MARTA GOMES Fé na gente

Reprodução/Internet

Fé na gente

  • Marta Gomes

“Pois seja o que vier | Venha o que vier | Qualquer dia, amigo, eu volto a te encontrar | Qualquer dia, amigo, a gente vai se encontrar” (Fernando Brant-Milton Nascimento)

Há alguns anos costumo abençoar a semana de todos que estão próximos a mim. Começou pelos filhos e hoje estendo essa bênção a todos com quem tenho relacionamento, seja na família ou entre amigos. É importante entender que uma bênção não tem nada a ver com religião. A benção é o ato de estender seu pensamento ao outro com boas energias, amor, positividade e sentimento de proteção.

Ter uma religião, a meu ver, torna a vida mais leve, mais fluida, embora religião seja um tema sempre controverso. Por isso, prefiro respeitar firmemente a filosofia e o modo de ser que cada um escolhe para viver, a opção religiosa incluída.
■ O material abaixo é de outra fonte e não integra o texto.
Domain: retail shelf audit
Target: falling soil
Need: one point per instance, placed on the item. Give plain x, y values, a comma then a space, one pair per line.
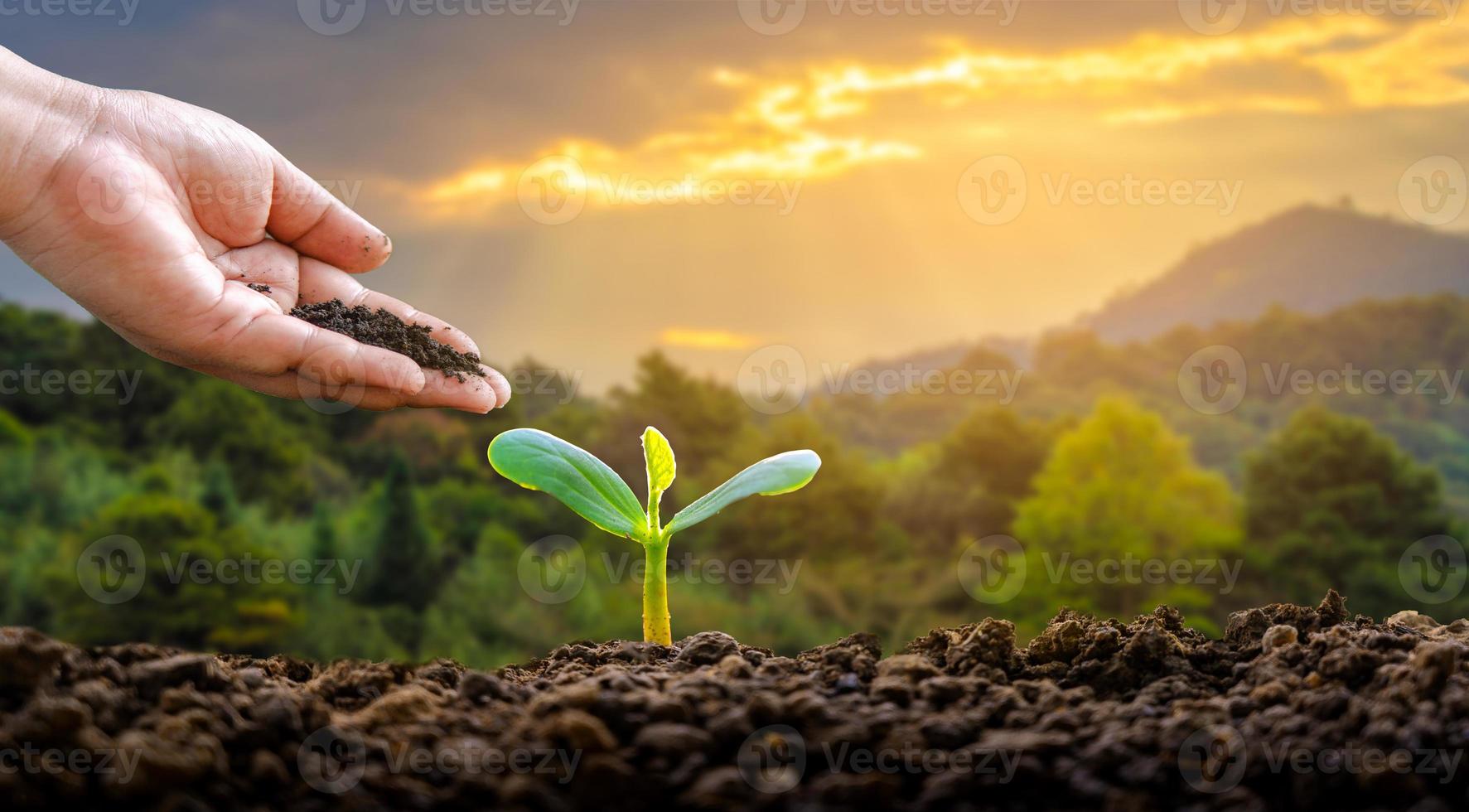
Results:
384, 329
1296, 708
Refletir sobre relacionamentos é algo que sempre me interessa muito, e li com alegria e surpresa algo a respeito de uma palestra apresentada no início do mês no South by Southwest. Mais conhecido como SXSW, é um evento anual multidisciplinar realizado em Austin, Texas, Estados Unidos, que engloba mídia interativa, cinema, música e tecnologia.

A palestra tratou da importância de as pessoas terem relacionamentos em suas vidas. É um ponto de reflexão importante, ainda mais se levarmos em conta o afastamento social causado pela pandemia, que deixou um rastro de pessoas solitárias, principalmente os mais jovens, criando um novo cenário que está demorando a voltar para a normalidade.
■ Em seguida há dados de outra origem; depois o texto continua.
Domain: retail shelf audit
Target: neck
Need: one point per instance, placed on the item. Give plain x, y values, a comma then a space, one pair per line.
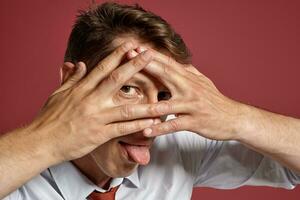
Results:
89, 168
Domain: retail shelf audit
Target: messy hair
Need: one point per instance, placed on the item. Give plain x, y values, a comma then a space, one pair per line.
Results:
94, 30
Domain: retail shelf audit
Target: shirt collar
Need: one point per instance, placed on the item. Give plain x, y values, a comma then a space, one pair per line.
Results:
72, 183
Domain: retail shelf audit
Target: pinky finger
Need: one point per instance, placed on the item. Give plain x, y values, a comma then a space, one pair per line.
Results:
125, 128
170, 126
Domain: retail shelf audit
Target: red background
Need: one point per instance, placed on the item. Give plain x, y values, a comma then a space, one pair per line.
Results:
250, 49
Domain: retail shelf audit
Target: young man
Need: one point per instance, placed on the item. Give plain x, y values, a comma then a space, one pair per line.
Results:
138, 166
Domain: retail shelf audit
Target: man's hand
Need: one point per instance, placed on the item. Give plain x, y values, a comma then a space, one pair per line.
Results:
202, 109
80, 115
197, 103
77, 118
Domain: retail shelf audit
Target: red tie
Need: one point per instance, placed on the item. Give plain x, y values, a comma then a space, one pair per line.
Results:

É nítido que o isolamento social deixou em seu rastro uma marca nova e preocupante: a dificuldade enorme que muita gente tem enfrentado para travar novas conversas, se inserir em novos grupos, se relacionar com os colegas de trabalho e superar travas emocionais no campo afetivo. Talvez a grande desvantagem do home office seja o afastamento das pessoas, que, antes da pandemia, desfrutavam de ambientes favoráveis à criação de novas amizades e até relacionamentos amorosos, tinham a interação social como elemento relevante do cotidiano. Sem contar a facilidade para trocar ideias e potencializar processos criativos nas atividades profissionais.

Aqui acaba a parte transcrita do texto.